Energy, exergy and economic (3E) analysis and multi-objective optimization of a combined cycle power system integrating compressed air energy storage and high-temperature thermal energy storage

Traditional adiabatic compressed air energy storage system has a low turbine efficiency and a low power output due to the low turbine inlet temperature and high turbine outlet temperature without heat recovery. To address these issues, a combined cycle power system integrating compressed air energy storage and high-temperature thermal energy storage is proposed in this paper. The thermodynamic and economic models of the proposed system are developed considering the thermodynamic laws and life cycle assessment, respectively. The energy, exergy, economic (3E) analysis of the system are performed based on the models. The results show that under the design condition, the round-trip efficiency, exergy efficiency, energy storage density, levelized cost of energy and dynamic payback period of the system can reach 59.22 %, 62.12 %, 5.77 kWh/m3, 0.1186 $/kWh and 6.51 years, respectively.
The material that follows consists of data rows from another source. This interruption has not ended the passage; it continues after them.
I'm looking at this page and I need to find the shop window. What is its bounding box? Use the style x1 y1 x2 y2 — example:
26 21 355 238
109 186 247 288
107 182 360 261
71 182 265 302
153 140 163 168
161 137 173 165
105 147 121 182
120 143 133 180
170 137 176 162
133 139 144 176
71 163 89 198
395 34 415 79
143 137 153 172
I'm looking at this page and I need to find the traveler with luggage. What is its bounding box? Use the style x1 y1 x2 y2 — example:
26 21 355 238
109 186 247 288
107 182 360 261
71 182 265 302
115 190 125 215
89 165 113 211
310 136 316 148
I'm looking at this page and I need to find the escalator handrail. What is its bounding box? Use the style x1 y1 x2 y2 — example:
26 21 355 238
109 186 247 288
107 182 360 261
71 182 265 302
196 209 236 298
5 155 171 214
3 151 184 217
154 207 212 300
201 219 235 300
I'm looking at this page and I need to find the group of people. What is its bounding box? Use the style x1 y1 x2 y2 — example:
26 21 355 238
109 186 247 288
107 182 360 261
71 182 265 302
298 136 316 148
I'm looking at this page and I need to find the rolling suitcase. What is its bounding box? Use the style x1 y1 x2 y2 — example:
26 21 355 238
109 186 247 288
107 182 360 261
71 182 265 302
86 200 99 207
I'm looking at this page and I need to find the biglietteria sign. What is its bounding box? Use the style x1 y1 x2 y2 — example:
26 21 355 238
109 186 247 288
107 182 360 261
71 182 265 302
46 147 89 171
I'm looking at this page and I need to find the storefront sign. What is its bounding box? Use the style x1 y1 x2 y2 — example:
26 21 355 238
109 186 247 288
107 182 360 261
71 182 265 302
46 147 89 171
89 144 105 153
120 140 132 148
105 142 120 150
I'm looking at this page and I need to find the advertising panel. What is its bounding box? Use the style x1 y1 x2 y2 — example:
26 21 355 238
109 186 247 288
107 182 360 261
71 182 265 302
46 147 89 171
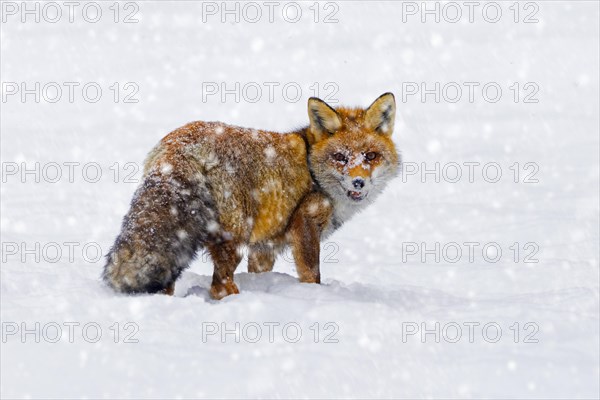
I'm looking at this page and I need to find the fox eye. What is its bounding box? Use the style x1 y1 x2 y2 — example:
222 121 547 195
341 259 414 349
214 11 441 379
333 153 348 164
365 151 378 161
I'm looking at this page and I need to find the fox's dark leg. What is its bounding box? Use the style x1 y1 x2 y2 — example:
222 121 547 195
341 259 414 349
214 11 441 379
208 240 242 300
286 193 332 283
248 244 275 273
103 170 216 293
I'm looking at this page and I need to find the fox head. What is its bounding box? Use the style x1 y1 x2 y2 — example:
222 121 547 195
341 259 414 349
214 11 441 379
307 93 399 212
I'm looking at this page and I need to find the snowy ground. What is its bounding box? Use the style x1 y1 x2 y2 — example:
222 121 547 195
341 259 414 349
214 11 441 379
0 1 600 398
The sensitivity analysis shows that the maximum air storage pressure, minimum air storage pressure and outlet temperature of high temperature thermal energy storage system are the critical parameters impacting the system performance. Finally, the multi-objective optimization of the proposed system is carried out. The aforementioned three parameters are selected as the decision variables and the round-trip efficiency and levelized cost of energy are chosen as the objective functions. Compared with the pre-optimization system, the round-trip efficiency, exergy efficiency, and energy storage density of the system increase by 0.47 %, 0.43 %, and 1.33 kWh/m3, respectively, while the levelized cost of energy and dynamic payback period decrease by 0.0051 $/kWh and 1.55 years, respectively.